Courtesy Natchez Pilgrimage Tours

A tour with Natchez Pilgrimage Tours shows the power of women armed with hoes and trowels.

In Natchez, it was local garden club ladies who in 1932 launched the annual home and garden tour, the Pilgrimage, which brings 700,000 people to town each year.  And, it was garden clubbers who created Natchez Pilgrimage Tours in the 1980s to promote the annual event.

Garden club members still serve as tour guides, and although the company’s services go beyond the pilgrimage, tours of Natchez remain its heart.

“Most of the guides are retired schoolteachers, and they are fantastic,” said Emily Edwards, group coordinator for the company.

Among the guides is Lucianne Wood, who, having lived in Natchez only 50 years, can’t quite call herself a local. Still, she is well versed in the story of how the garden club became the force behind the Pilgrimage tour and ultimately the preservation of Natchez.

In the early 1930s, Natchez was to host the state garden club meeting,  Wood said.  Natchez women were upset because their town had become so shabby. “Their dresses were worn; no one had any money.” Then, two weeks before the tour, a freeze ruined spring blooms.

“They cried, they took to their beds,” said Wood. “They were mortified that people were going to find out how poor they were.”

One member kept her head. “She told them, ‘Get up, get in the attic, pull out your old dresses, shine the silver and polish the plates,’” said Wood.
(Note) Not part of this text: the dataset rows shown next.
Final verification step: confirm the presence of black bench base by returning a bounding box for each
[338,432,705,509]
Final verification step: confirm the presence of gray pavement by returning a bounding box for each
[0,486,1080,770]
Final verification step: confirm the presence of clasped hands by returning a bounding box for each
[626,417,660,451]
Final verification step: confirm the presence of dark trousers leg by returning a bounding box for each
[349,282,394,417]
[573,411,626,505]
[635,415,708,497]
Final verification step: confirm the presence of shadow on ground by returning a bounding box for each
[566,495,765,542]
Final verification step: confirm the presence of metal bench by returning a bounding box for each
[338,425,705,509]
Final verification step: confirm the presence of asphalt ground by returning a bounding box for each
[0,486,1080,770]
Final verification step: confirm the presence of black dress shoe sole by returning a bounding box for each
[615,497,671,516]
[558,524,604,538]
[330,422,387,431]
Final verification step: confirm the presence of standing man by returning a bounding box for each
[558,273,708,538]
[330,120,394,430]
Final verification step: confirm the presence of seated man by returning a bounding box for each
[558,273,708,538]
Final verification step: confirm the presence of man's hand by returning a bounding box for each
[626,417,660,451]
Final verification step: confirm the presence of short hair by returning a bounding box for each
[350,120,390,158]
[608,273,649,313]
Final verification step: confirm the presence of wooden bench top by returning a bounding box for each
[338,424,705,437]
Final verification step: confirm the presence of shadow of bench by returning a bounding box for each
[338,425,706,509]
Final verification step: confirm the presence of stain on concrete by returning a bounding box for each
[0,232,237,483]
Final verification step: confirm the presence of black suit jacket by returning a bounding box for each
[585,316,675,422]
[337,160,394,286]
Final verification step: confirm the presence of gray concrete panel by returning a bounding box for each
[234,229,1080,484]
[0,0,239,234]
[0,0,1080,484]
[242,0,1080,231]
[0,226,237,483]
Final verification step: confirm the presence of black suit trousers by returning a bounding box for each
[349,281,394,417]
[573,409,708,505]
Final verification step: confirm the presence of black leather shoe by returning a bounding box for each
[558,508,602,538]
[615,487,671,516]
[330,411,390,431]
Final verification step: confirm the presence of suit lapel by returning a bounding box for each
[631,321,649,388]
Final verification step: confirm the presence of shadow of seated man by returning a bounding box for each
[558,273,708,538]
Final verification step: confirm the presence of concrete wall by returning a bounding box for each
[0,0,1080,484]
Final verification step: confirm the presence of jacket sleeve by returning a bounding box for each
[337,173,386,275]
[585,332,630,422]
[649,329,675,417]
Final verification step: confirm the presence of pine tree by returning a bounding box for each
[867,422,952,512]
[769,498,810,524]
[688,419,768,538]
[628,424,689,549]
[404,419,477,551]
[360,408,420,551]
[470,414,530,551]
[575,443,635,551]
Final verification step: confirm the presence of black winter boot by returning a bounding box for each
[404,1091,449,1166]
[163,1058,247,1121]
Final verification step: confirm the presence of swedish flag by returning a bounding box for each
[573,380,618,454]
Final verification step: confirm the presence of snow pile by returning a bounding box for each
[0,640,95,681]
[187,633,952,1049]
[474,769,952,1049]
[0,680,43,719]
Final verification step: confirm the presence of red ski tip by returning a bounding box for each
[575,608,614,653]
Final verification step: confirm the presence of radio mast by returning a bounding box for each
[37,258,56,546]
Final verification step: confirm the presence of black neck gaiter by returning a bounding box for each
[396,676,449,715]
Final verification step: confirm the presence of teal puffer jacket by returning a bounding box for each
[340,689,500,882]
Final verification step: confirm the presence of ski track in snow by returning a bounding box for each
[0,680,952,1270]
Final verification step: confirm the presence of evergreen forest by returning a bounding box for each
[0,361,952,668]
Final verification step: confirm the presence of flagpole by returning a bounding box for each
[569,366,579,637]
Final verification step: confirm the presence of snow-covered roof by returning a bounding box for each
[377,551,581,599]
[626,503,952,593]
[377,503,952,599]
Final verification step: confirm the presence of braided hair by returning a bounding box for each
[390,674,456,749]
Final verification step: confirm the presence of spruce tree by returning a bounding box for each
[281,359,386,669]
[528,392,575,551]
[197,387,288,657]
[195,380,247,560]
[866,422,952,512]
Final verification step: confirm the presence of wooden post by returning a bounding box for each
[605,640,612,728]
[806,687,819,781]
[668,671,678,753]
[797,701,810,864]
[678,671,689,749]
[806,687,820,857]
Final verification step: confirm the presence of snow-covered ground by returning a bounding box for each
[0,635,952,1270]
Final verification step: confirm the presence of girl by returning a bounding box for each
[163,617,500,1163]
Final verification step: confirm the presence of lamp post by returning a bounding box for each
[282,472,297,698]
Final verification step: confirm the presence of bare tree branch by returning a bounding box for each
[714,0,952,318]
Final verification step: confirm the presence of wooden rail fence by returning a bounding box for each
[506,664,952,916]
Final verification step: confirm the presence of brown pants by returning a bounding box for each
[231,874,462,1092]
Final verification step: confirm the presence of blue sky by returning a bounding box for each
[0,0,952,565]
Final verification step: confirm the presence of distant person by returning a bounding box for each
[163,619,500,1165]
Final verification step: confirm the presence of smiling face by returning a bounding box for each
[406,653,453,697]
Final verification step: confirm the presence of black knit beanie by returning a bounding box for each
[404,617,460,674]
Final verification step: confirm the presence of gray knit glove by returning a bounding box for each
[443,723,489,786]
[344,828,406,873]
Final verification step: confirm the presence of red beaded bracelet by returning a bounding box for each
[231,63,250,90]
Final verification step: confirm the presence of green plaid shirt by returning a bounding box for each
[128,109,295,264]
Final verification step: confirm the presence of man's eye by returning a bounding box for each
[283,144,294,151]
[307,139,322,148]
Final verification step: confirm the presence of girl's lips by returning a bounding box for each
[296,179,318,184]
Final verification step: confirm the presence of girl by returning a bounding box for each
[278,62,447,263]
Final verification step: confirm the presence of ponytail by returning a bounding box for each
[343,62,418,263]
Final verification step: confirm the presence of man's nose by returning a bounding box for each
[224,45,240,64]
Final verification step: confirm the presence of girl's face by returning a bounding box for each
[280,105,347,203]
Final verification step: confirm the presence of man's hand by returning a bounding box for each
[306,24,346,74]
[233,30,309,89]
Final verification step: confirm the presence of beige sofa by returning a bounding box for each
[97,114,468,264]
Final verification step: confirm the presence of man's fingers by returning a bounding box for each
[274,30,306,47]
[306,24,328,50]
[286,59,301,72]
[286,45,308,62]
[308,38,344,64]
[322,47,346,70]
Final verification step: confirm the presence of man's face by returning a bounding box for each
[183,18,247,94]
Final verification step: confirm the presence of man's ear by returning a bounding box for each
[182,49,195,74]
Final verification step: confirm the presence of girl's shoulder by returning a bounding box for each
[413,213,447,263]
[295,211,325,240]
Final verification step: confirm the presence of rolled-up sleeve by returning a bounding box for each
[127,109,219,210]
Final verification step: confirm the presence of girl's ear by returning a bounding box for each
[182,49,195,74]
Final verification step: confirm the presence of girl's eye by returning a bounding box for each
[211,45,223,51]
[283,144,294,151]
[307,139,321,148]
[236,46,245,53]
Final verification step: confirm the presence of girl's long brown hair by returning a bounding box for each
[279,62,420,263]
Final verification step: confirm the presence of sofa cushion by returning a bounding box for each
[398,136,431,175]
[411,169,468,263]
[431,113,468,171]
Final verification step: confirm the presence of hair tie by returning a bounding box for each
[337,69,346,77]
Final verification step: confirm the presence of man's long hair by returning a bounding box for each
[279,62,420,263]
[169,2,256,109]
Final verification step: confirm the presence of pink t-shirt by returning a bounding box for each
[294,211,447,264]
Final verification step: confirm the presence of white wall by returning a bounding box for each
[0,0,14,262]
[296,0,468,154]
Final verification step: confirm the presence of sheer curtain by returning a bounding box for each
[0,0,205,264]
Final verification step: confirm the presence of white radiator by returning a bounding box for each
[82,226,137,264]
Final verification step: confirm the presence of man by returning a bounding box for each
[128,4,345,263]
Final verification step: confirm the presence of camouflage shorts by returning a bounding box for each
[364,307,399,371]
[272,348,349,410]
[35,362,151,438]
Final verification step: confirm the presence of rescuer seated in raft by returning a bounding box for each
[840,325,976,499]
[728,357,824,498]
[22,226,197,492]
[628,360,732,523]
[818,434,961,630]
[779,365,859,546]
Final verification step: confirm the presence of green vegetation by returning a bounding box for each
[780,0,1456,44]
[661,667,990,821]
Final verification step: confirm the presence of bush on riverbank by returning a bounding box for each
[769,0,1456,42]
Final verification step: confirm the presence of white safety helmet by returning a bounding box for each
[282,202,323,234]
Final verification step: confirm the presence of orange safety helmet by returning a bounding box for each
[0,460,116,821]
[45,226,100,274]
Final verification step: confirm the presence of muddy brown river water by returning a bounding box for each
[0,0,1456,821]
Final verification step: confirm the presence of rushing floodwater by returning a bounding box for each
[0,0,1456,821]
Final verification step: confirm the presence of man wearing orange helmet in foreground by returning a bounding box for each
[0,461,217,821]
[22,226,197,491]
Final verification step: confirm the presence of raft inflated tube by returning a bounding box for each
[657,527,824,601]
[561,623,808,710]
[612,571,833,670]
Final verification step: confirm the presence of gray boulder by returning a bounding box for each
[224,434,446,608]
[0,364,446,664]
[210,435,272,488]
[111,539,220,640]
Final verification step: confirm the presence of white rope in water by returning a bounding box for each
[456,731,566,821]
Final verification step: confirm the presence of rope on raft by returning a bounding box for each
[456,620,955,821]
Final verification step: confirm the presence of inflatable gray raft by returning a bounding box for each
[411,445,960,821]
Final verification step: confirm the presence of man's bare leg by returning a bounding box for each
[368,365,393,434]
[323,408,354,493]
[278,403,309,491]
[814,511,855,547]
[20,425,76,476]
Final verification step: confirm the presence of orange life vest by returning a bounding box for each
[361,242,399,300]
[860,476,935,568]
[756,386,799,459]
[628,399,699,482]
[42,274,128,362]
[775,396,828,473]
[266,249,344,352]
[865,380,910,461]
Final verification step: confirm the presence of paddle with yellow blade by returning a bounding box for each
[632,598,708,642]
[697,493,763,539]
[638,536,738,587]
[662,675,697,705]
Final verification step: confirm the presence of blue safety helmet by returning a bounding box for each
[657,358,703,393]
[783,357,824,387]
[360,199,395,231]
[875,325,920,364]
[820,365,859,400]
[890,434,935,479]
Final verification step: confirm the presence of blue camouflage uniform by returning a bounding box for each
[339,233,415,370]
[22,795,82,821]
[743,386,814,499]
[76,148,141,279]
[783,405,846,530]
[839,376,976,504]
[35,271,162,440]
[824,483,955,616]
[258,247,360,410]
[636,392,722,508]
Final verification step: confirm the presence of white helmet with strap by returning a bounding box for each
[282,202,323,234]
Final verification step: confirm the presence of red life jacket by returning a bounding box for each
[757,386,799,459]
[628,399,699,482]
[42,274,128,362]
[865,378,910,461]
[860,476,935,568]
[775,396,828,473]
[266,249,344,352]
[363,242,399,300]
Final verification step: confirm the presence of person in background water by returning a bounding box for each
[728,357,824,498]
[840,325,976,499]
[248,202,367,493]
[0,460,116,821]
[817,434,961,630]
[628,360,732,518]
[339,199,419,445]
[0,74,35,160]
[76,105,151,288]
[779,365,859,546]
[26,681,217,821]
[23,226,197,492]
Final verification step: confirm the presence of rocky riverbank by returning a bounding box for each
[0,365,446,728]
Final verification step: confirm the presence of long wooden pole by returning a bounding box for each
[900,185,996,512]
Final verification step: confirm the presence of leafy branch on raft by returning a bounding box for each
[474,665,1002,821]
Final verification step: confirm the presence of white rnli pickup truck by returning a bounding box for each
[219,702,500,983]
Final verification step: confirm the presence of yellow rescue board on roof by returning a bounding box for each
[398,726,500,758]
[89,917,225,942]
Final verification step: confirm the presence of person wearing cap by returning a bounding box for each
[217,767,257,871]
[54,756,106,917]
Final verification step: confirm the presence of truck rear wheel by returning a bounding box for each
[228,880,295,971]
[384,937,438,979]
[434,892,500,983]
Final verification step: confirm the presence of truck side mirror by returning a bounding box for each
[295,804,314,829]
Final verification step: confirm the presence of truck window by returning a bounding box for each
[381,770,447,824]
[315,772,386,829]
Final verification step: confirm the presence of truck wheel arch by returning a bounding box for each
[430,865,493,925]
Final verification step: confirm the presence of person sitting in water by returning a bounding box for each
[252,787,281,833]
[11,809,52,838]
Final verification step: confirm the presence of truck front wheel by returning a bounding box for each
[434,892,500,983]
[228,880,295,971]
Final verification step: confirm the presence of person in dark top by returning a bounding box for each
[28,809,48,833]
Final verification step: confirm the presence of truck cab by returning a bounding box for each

The visitors who attended the meeting in Natchez were enthralled by its homes and the history pulled out of storage. “It seemed like time had stood still,” said Wood.

Another guide, Natchez native Bee Byrnes, said her favorite place for tours is the cemetery, where “stories just abound.” Among the most memorable is the grave of a 10-year-old girl who died of yellow fever. The child feared the dark, and so her mother had a stairway built down to grave level. A pane of glass was added to the casket to let light in.

“The mother would go there and sit on the steps and read to her daughter,” said Byrnes.